Earlier this week, Premier Healthcare announced plans to settle a wrongful death lawsuit filed by the estate of Nancy Young.
Premier Healthcare, the company that owns Pleasant Acres Nursing and Rehabilitation Center recently agreed to settle a wrongful death lawsuit with the estate of Nancy Young. Young was an elderly resident at Pleasant Acres. On December 15, 2018, she died of complications from injuries she sustained from falling in a corridor on December 8.

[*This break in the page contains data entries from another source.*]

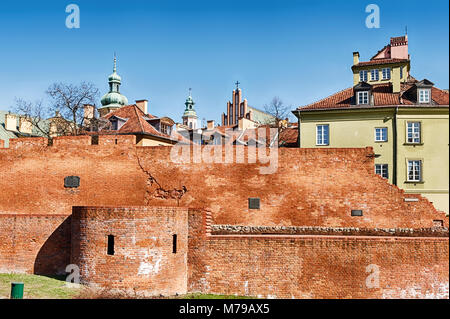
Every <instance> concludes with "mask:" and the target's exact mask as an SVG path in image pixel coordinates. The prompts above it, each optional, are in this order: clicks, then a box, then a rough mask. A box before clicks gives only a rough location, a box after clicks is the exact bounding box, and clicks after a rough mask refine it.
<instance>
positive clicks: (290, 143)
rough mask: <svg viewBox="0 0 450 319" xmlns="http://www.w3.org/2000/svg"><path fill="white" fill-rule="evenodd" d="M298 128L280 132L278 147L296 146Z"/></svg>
mask: <svg viewBox="0 0 450 319" xmlns="http://www.w3.org/2000/svg"><path fill="white" fill-rule="evenodd" d="M297 140H298V126H295V127H288V128H285V129H284V130H282V131H281V133H280V138H279V145H280V146H297Z"/></svg>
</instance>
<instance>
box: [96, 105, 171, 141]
mask: <svg viewBox="0 0 450 319" xmlns="http://www.w3.org/2000/svg"><path fill="white" fill-rule="evenodd" d="M112 116H117V117H120V118H125V119H127V121H126V122H125V124H124V125H123V126H122V127H121V128H120V129H119V130H117V131H116V132H117V133H146V134H151V135H155V136H159V137H162V138H166V139H170V136H169V135H167V134H164V133H161V132H159V131H158V130H157V129H156V128H154V127H153V126H152V125H151V124H149V123H148V122H147V121H146V120H145V119H144V118H145V117H146V118H150V119H154V118H156V117H155V116H153V115H151V114H145V113H144V112H143V111H142V110H141V109H140V108H138V107H137V106H136V105H135V104H132V105H126V106H123V107H121V108H120V109H117V110H116V111H113V112H111V113H108V114H107V115H105V117H104V118H105V119H109V118H111V117H112Z"/></svg>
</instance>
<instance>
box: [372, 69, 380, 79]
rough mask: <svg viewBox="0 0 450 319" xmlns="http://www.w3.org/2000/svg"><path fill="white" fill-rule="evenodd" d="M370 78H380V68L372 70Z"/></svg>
mask: <svg viewBox="0 0 450 319" xmlns="http://www.w3.org/2000/svg"><path fill="white" fill-rule="evenodd" d="M370 79H371V80H372V81H378V80H380V72H379V71H378V69H374V70H372V71H370Z"/></svg>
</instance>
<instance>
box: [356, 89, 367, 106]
mask: <svg viewBox="0 0 450 319" xmlns="http://www.w3.org/2000/svg"><path fill="white" fill-rule="evenodd" d="M358 104H369V92H368V91H362V92H358Z"/></svg>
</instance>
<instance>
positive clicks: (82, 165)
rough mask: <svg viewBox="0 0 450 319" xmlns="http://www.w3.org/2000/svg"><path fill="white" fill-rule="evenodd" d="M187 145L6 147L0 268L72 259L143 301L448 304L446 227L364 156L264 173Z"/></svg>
mask: <svg viewBox="0 0 450 319" xmlns="http://www.w3.org/2000/svg"><path fill="white" fill-rule="evenodd" d="M199 149H200V151H201V152H202V154H207V153H209V152H210V151H211V152H214V148H210V149H208V147H201V148H199ZM191 150H192V152H191V154H190V156H189V160H187V161H185V162H174V161H173V160H172V159H173V153H172V156H171V152H173V148H171V147H138V146H136V145H135V139H134V136H127V135H114V136H99V137H98V139H95V140H94V139H93V138H92V137H90V136H80V137H59V138H55V139H53V142H52V143H49V142H48V140H47V139H45V138H30V139H27V138H21V139H14V140H11V141H10V147H9V148H0V272H26V273H37V274H63V273H65V271H66V266H67V265H69V264H76V265H77V266H78V267H79V268H80V274H81V279H82V281H83V282H85V283H87V284H90V285H92V286H95V287H108V288H111V289H128V290H133V291H141V292H143V293H146V294H149V295H153V294H156V295H159V294H163V295H173V294H176V293H178V294H183V293H186V292H195V291H201V292H205V293H220V294H240V295H250V296H261V297H278V298H292V297H294V298H383V297H433V298H448V295H449V294H448V282H449V266H448V261H449V254H448V250H449V242H448V218H447V217H445V214H443V213H440V212H437V211H436V210H435V208H434V207H433V205H432V204H431V203H430V202H428V200H426V199H425V198H423V197H421V196H420V195H411V194H405V193H404V192H403V191H402V190H400V189H399V188H397V187H396V186H394V185H391V184H389V183H387V182H386V181H385V180H384V179H382V178H381V177H379V176H378V175H376V174H374V172H373V164H374V163H373V158H374V154H373V150H372V149H371V148H365V149H279V150H277V152H278V153H277V156H278V157H277V169H276V171H275V172H274V173H273V174H261V173H260V168H261V167H262V166H265V165H268V164H264V163H260V162H258V160H256V161H254V160H251V156H253V155H251V154H248V150H246V149H244V148H242V149H241V150H243V151H244V155H245V156H244V161H243V163H224V162H219V163H214V162H213V163H211V162H209V163H204V162H198V161H197V162H196V161H195V156H196V155H195V152H196V150H195V147H192V146H191ZM234 150H235V151H236V150H239V148H238V147H234ZM197 151H198V149H197ZM268 151H269V150H268ZM223 153H225V151H223ZM224 156H225V155H224ZM73 177H75V183H74V182H73V180H74V179H73ZM70 181H72V182H70ZM255 200H256V201H257V204H258V205H256V206H255V203H254V201H255ZM250 202H252V203H253V204H250ZM111 249H112V251H111Z"/></svg>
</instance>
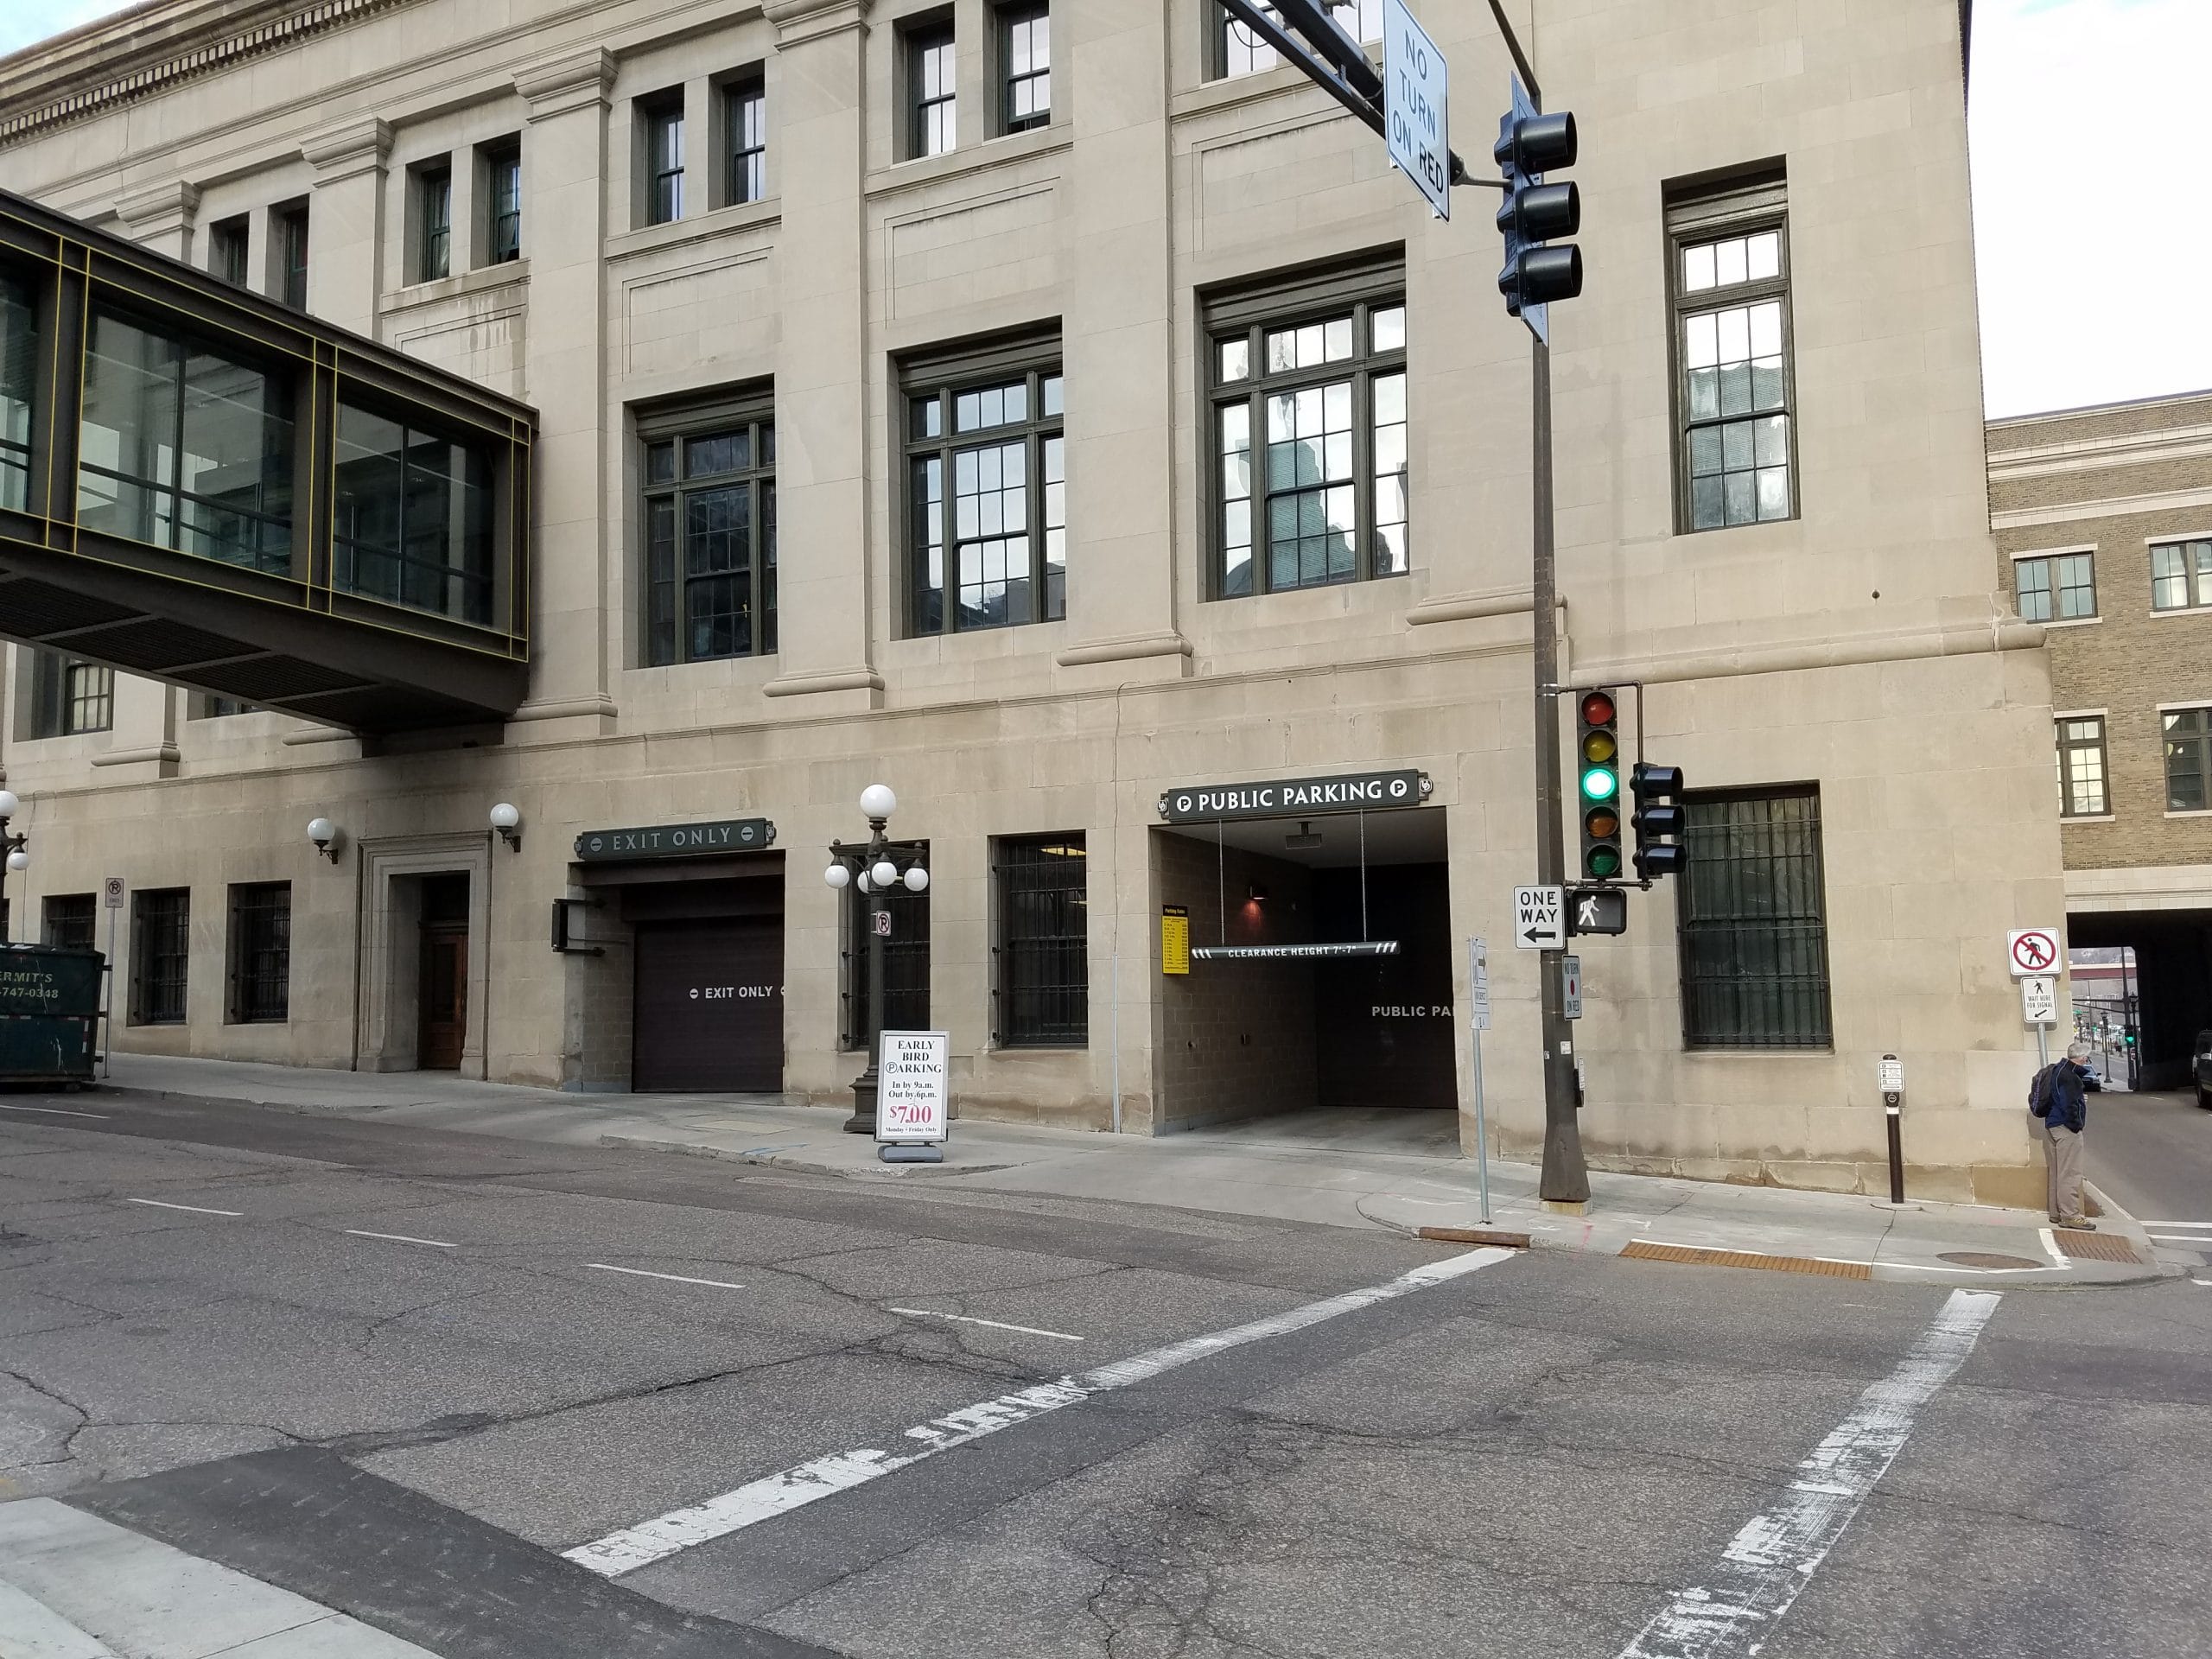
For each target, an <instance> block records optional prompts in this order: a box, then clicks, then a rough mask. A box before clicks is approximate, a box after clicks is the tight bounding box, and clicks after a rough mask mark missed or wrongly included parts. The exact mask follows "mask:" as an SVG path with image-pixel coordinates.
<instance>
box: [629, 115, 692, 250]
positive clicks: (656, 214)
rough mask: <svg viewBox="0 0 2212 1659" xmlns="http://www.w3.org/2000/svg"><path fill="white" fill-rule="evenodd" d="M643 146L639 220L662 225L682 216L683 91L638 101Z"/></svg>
mask: <svg viewBox="0 0 2212 1659" xmlns="http://www.w3.org/2000/svg"><path fill="white" fill-rule="evenodd" d="M637 113H639V126H641V131H644V146H646V179H644V181H646V197H644V212H641V215H639V223H648V226H666V223H675V221H677V219H681V217H684V91H681V88H677V91H672V93H661V95H659V97H653V100H639V106H637Z"/></svg>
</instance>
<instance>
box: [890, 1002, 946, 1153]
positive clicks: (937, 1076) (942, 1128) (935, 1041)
mask: <svg viewBox="0 0 2212 1659" xmlns="http://www.w3.org/2000/svg"><path fill="white" fill-rule="evenodd" d="M951 1046H953V1040H951V1035H947V1033H945V1031H885V1033H883V1064H880V1066H878V1071H876V1139H878V1141H896V1144H902V1146H942V1144H945V1137H947V1135H949V1130H951V1121H949V1119H951V1110H949V1093H947V1086H945V1077H947V1071H949V1068H951Z"/></svg>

According to the suit, which was filed in York County in 2019, Young, “who suffered from dementia, fell after she tried to wander into another resident’s room and that resident slammed her door shut.” Pam Gay, a coroner with the county, ruled that “Young died of blunt-force injuries complicated by chronic medical issues, including cardiovascular disease.” Specifically, Young “suffered a broken thigh, broken wrist, and other injuries during the fall.”
In filing the lawsuit, Young’s estate argued that Pleasant Acres “didn’t properly supervise Young or provide her with devices she needed to be ambulatory.” The estate also noted the facility was understaffed at the time. Earlier this year, a settlement was proposed and on January 6, Young’s estate “filed a motion in York County Court asking that the proposed settlement of $95,000 be approved.” The very next day, the settlement was approved. However, as part of the settlement, Pleasant Acres will not admit wrongdoing, and Lisa Sofia, the CEO of Premier Healthcare, pushed back against the estate’s allegations and said:
“I can assure you that Pleasant Acres continues to provide quality care and services to its residents.”
When asked about the staffing shortage allegations, Sofia said, “Every concern that is brought to our attention, just like it was with the county, is being addressed.”
It’s important to note that when Premier Healthcare took over the nursing home on October 3, 2018, the new management was notified by employees that there “weren’t enough staff members to properly care for the residents.” To make matters worse, before Young’s fall, the “state Department of Health had already put Pleasant Acres on notice about the staffing issue,” according to the suit. Additionally, the facility “knew Young had a history of dementia and falling, and it knew she could be seriously hurt if she fell,” the suit stated. In fact, Young “fell a number of times after coming to Pleasant Acres in February 2018, including three times in her first month there, and notes were made in her file that staff should have her use her walker and wear shoes,” the lawsuit further stated. The facility was also supposed to check on Young regularly.
According to the lawsuit, “during November 2018, staff failed to check on Young during 11 shifts and in the first week of December, there were no visual checks of Young done in two out of seven days of the 3 p.m. to 11 p.m. shift.” On top of that, the suit alleged “staff didn’t ensure Young used her walker or wore shoes as she walked around the nursing home.” The day she fell for the last time, she was “found lying on the floor of West Hall and was wearing only slipper-socks and didn’t have her walker,” according to the suit.